Recensione: Surgical Remission/Surplus Steel
Poco più di un anno fa mettevo il bollino 90/100 a “Surgical Steel”, disco del ritorno dei Carcass, tanto aspettato dai fan e da tutto il mondo del metal.
Un ottimo rientro in pista con tanto di tournèe mondiale e la fortuna di vedere Steer & Co. dal vivo per due volte nell’arco di sei mesi, con anto entusiasmo per riascoltare dal vivo una delle band culto di tutti i tempi della scena estrema.
Questo “Surgical Remission/Surplus Steel” giunge così all’improvviso che la prima domanda sorge spontanea: quando avranno trovato il tempo di scrivere, registrare nuovo materiale considerando i ‘nuovi’ tempi biblici di uscita della band?
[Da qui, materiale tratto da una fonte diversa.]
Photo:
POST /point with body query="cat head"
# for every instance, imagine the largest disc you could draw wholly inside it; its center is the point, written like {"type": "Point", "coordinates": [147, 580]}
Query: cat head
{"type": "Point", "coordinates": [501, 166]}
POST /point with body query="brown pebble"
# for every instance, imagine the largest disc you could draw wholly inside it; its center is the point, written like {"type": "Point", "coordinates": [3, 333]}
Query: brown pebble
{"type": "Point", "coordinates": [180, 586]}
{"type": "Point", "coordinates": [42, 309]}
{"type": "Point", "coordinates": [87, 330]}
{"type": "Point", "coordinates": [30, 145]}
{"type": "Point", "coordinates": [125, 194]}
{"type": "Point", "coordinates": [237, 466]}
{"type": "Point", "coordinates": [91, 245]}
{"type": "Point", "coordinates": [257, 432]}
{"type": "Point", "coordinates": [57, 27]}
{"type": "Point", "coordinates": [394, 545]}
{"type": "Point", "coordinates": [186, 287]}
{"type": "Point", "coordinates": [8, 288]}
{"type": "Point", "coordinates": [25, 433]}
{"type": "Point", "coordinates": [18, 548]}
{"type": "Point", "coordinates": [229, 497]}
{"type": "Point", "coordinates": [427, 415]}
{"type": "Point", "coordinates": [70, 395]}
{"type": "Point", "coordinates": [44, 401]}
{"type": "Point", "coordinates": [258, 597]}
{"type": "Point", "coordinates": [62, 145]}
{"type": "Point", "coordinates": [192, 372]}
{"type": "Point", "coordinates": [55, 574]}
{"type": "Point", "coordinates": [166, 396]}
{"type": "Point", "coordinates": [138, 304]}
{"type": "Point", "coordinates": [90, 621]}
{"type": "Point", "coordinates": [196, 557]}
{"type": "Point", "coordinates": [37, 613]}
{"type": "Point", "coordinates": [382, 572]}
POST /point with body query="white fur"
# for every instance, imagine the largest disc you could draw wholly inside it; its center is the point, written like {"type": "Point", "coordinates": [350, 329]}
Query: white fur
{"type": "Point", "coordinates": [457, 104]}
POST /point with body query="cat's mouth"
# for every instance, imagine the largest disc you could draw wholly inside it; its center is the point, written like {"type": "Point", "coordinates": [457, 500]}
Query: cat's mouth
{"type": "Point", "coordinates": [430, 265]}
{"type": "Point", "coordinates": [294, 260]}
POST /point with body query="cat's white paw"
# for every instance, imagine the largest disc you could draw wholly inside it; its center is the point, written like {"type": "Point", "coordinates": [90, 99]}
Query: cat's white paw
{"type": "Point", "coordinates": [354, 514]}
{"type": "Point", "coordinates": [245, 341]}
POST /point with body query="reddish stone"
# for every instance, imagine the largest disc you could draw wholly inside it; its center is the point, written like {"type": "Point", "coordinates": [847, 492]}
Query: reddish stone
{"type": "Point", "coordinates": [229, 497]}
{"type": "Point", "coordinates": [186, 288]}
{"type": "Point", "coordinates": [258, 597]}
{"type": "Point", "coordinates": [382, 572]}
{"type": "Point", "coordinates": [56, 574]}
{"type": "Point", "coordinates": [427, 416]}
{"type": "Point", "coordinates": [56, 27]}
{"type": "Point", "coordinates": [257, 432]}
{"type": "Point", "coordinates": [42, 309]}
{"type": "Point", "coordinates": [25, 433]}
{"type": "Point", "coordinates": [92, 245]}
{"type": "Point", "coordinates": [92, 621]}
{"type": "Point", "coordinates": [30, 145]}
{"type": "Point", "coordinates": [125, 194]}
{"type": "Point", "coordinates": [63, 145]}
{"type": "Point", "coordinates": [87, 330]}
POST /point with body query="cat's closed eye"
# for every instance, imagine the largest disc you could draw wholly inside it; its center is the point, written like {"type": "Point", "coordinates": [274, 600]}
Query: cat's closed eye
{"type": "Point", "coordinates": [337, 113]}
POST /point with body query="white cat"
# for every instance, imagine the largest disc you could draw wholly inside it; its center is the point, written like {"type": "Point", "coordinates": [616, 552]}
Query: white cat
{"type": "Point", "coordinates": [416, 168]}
Sono avanzi dalle registrazioni dello scorso anno?
Ma subito dopo la mente prende coscienza dell’accaduto e si prepara ad accogliere il nuovo arrivato, soprattutto considerato che dovrebbe essere il seguito del disco dello scorso anno. Insomma nuovo materiale in cinque brani che non può che accrescere la voglia di continuare il sentiero dei nuovi Carcass e chiudere il cerchio Surgical Steel.
Bando alle ciance, tuffandosi a braccia aperte all’interno di questi 17 minuti si resta sconvolti non poco, e soprattutto si va a sbattere contro la più scialba uscita del 2014.
La cosa più interessante è ”Outro 1985”, quel che fu Intro dello scorso disco e composto 30 anni fa da Steer. E il resto? Noia mortale, terrificante, non un riff degno di nota, una scorribanda carcassiana, o una ripartenza devastante, alle quali siamo fin troppo ben abituati.
E la domanda d’obbligo è: perché?
Non riesco minimamente a captare esigenze di qualsiasi tipo che hanno portato a questo scempio di un nome così pesante. Sarà la Nuclear Blast avrà sfruttato il momento d’oro? Ma con questo materiale neanche a Sanremo.
Non riesco a credere a quello che scrivo ma ancor di più a quello che ascolto in questi terribili minuti, per fortuna passano subito, ma allo stesso tempo sembrano lunghissimi. Neanche la voce di Walker, ancora ben rodata considerata l’età, riesce a dar uno scossone, nè un Wilding che sembra la fotocopia di sé stesso ci sveglia dalla monotonia degna di dischi doom da serie B.
Nella fattispecie “A Wraith in the Apparatus” è basata su tre idée con uno schema degno delle peggiori squadre di serie B: Strofa-Ritornello-Strofa-Ritornello-Solo Guitar-Strofa-Ritornello. Non un cambio di tempo, tutto monotono, scontato, senza grinta. Cosa che appare evidente anche nella successiva “Intensive Battery Brooding”, con la sola eccezione dell’unico cambio di tempo nel minuto finale, che nonostante tutto non impressiona nemmeno un novizio.
Si spera in un cambio di rotta ma nemmeno per idea, la band resta incollata a tempi ‘facili’, riff scontati, metriche dritte con “Zochrot”, emblema di roba sentita, trita e ritrita incluso il solo di Steer, fotocopia di quel killer che rende la sei corde un martello pneumatico pronto a devastare il mondo.
Ma al peggio non c’è mai fine e probabilmente l’apice dell’orrido arriva col ritornello di “Livestock Marketplace”, che segue il percorso monotonia dei brani precedenti, lasciandoci però in comune con gli altri brani la delusione dal primo all’ultimo secondo.
Presa in giro o mossa commerciale per nuovi proseliti?
Non so quanti di voi possano apprezzare uno ‘sforzo’ del genere, per il sottoscritto ogni ascolto equivale a una lenta agonia.
Lodatissimi nel 2013, bocciatissimi nel 2014!